Bill will not change academic freedom policies at Ball State

Guidelines include not grading students on their personal beliefs

A bill in the legislature requiring Indiana's public universities to adopt an Academic Bill of Rights will not affect Ball State's academic freedom, provost and vice president for academic affairs said.

"I don't think it means a change for Ball State," Beverley Pitts, said. "I think it grows out of a political agenda and a misconception of the way higher education works."

House Bill 1531, introduced by Luke Messer, R-Shelbyville, would have each of Indiana's public universities' Board of Trustees compile academic guidelines based on the ideas presented in the bill.

Such guidelines include grading students on their subject knowledge and not their personal beliefs and exposing students to a variety of scholarly views, according to the bill.

However, similar guidelines already exist at Ball State in the university's student code and faculty handbook, Pitts said.

"We already have a system where students have ample opportunity to express concerns they're having in the classroom and a due process for that," she said.

Forcing the Board of Trustees to create a new set of guidelines would be redundant and is something they don't typically deal with, Pitts said.

Messer declined to comment on issues regarding the bill.

The Board of Trustees hires the university president and handles fiscal matters whereas curriculum and academic issues are left up to the faculty, Randy Hyman, dean of students, said.

Although the bill's guidelines appear to prevent student indoctrination, the wording is vague, irrelevant and confusing, Hyman said.

"I don't think the issue is worthy of addressing or necessary," he said.

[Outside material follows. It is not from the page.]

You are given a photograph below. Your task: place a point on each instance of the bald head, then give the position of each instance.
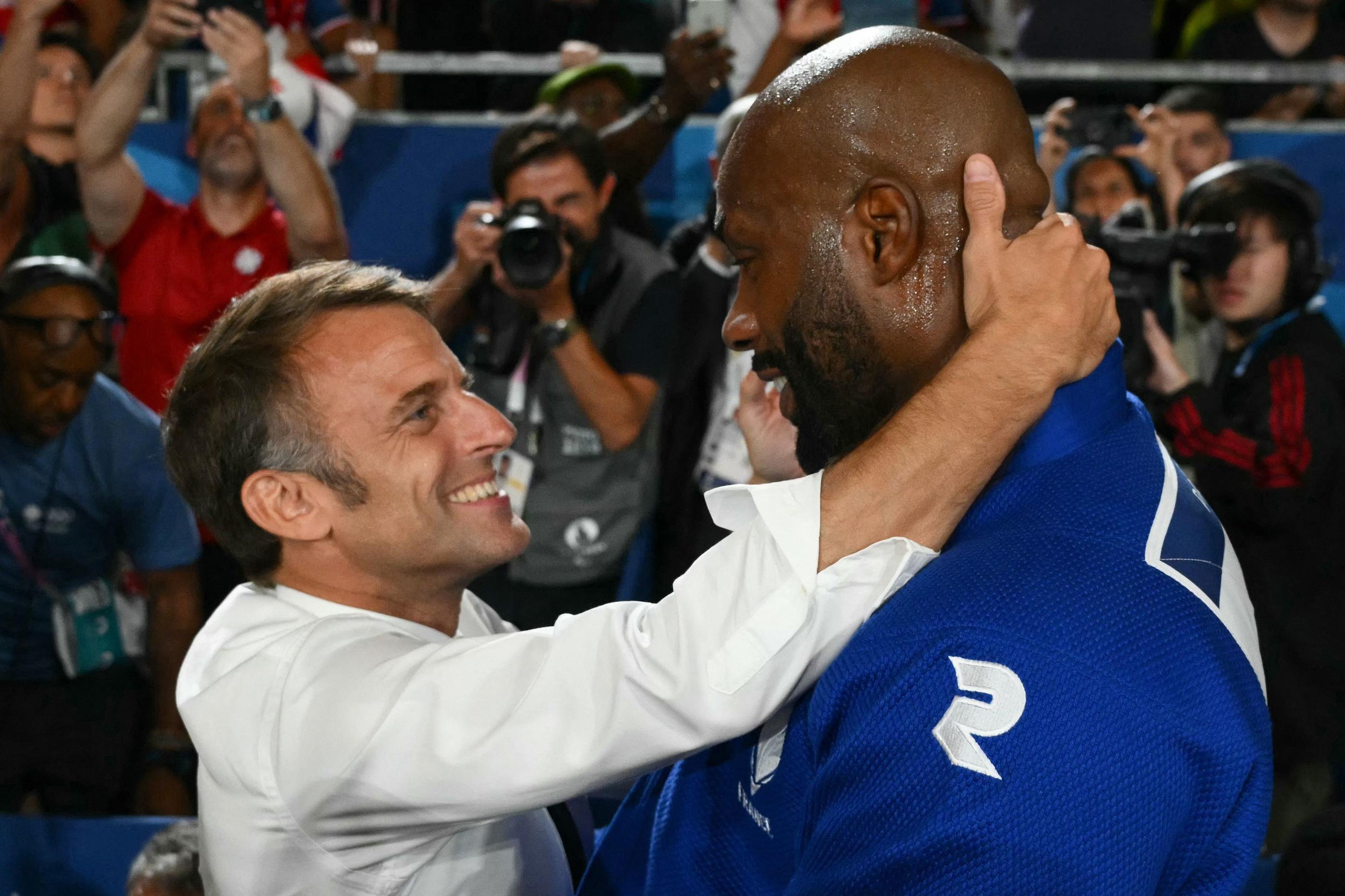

The ideas are items that most faculty believe in anyway so it is only telling them to do something they already do, Hyman said.

The bill is derived from the Students for Academic Freedom, a national organization sponsored by conservative activist David Horowitz, editor of Front Page Magazine. The organization previously charged George Wolfe, director of the Center for Peace and Conflict Studies, with endorsing liberal ideologies and having terrorist sympathies.

"We're confusing liberal politics with liberal education," Wolfe said. The idea behind a liberal education is for students to be exposed to a broad range of subjects but liberal politics deals with what is in vogue with a political party at a particular time, he said.

"David Horowitz and the Students for Academic Freedom are little more than propaganda artists," Wolfe said.

The Daily News was unable to contact Amanda Carpenter, a member of the Ball State chapter of SAF and Brett Mock, president of the SAF chapter, could not comment because he is currently an intern at the State House.